In all these cases there was no external victory that was not preceded by internal bickering, strife and mutual antagonism among internal forces. In some cases we see tribes long emasculated working for the enemies to take over their own land.
Today I see the same factors playing out in Yorubaland. To pray that Yoruba won’t be divided is a wasteful exercise. Yoruba is already divided and the enemies of the race can see it and are taking notes. Do you know the implications of this?
When my people in Igbomina land were being massacred under a Yoruba President we cried but how many answered us? I posted some essays here how many of you responded? The Ilorin / Fulani elements here were able to downplay the atrocities. Even the Offa members here who are quick to abuse me when the characters in my literary essays make some truthful but uncomplimentary remarks about their town; they were all muted. ( You need to be very sorry for “educated” people who cannot differentiate between works of fiction and non- fiction or reality)

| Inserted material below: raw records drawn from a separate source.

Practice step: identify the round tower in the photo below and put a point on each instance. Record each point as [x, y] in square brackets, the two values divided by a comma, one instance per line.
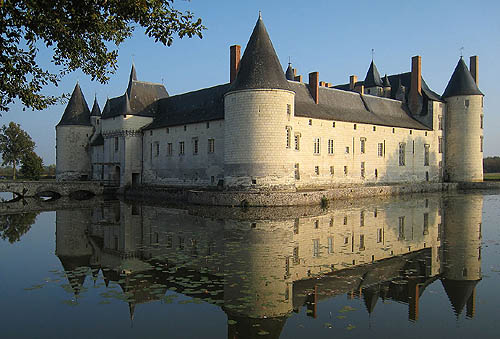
[463, 127]
[257, 112]
[461, 270]
[72, 139]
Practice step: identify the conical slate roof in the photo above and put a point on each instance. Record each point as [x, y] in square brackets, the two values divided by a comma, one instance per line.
[461, 82]
[459, 291]
[259, 66]
[96, 110]
[289, 73]
[77, 112]
[372, 78]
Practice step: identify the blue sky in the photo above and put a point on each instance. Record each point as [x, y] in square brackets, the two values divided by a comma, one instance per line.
[334, 38]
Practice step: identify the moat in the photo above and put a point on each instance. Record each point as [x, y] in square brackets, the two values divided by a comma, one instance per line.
[412, 265]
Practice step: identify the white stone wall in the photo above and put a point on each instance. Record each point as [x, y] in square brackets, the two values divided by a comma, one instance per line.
[72, 152]
[464, 157]
[203, 168]
[349, 135]
[254, 143]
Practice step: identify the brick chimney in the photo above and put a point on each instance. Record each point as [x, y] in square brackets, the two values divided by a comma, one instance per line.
[473, 67]
[415, 96]
[353, 79]
[234, 61]
[314, 86]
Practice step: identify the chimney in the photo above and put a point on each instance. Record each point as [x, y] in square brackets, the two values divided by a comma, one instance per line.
[234, 61]
[415, 97]
[473, 67]
[352, 82]
[314, 86]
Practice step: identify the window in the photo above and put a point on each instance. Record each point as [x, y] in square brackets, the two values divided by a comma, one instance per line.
[195, 145]
[362, 242]
[297, 141]
[426, 154]
[211, 145]
[316, 145]
[330, 146]
[402, 154]
[288, 137]
[181, 148]
[316, 248]
[330, 245]
[380, 149]
[401, 228]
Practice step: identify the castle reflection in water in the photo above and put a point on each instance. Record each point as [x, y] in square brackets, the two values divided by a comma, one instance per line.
[261, 264]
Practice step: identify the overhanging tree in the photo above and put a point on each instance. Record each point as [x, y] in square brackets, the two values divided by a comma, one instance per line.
[14, 144]
[81, 34]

But I warned then that this coffee will be served round. If you abandoned Igbomina to its fate, the same fate will soon befall you. Now it has befallen you.
Oyo is now under attack. Bandits have attacked National Park killing 5 and Ikoyi and have given them a date to be prepared. The same children of warriors and war mongers are now being threatened in their own land. That is how low the Yoruba has fallen. Stop praying that Yoruba will not fall. Yoruba has already fallen. The prayer is for God to raise this noble tribe again.
How far is Ikoyi to Oyo town?
They have attacked Omifunfun, one of.the farm villages of Ife. How far is that to Ife itself? Ekiti was attacked the last week.
I know this would happen because I follow the lessons of history. Remember during the French Revolution when Danton one of the leaders was being taken to the Guillotine he saw Robespierre grinning at his balcony and he told him: “You will follow me.” And he did within one month.
You have allowed your kinsmen in Igbomina and Kogi to be taken to the Guillotine and now you all, one by one will follow. Unless you quickly make a course correction. This fate awaits you, sooner or later. It is your choice.
Keep on being distracted about what does not matter, about which king is chairman or which is not; about which is shaking hands or which is snubbing. In the final analysis you will discover these are diversions and distractions.
It is because there is a land first that you struggle about who is preeminent or who is supreme. It is because there is something to be shared that children quarrel about who is older or younger. If there is nothing it doesn’t matter who is first. If Yoruba land is invaded and taken over by alien forces does it really matter who is superior between Ooni or Alaafin?
When the Fulanis conquered Ilorin does it matter that Igbomina have been there in the areas for countless years? Are all Yoruba obas not secondary to the Fulani emir of Ilorin today? By fire and by force?
“Those who cannot remember the past are condemned to repeat it.” ( George Santayana, A Life of Reason, 1905)
All these are happening when a Yoruba man is President, Inspector General of Police, Minister of Interior…
What then will be the fate of the Yoruba when a Shetimma or an El- Rufai or Peter Obi or Emeka becomes …?
“O that they were wise, that they understood this, That they would consider their latter end!”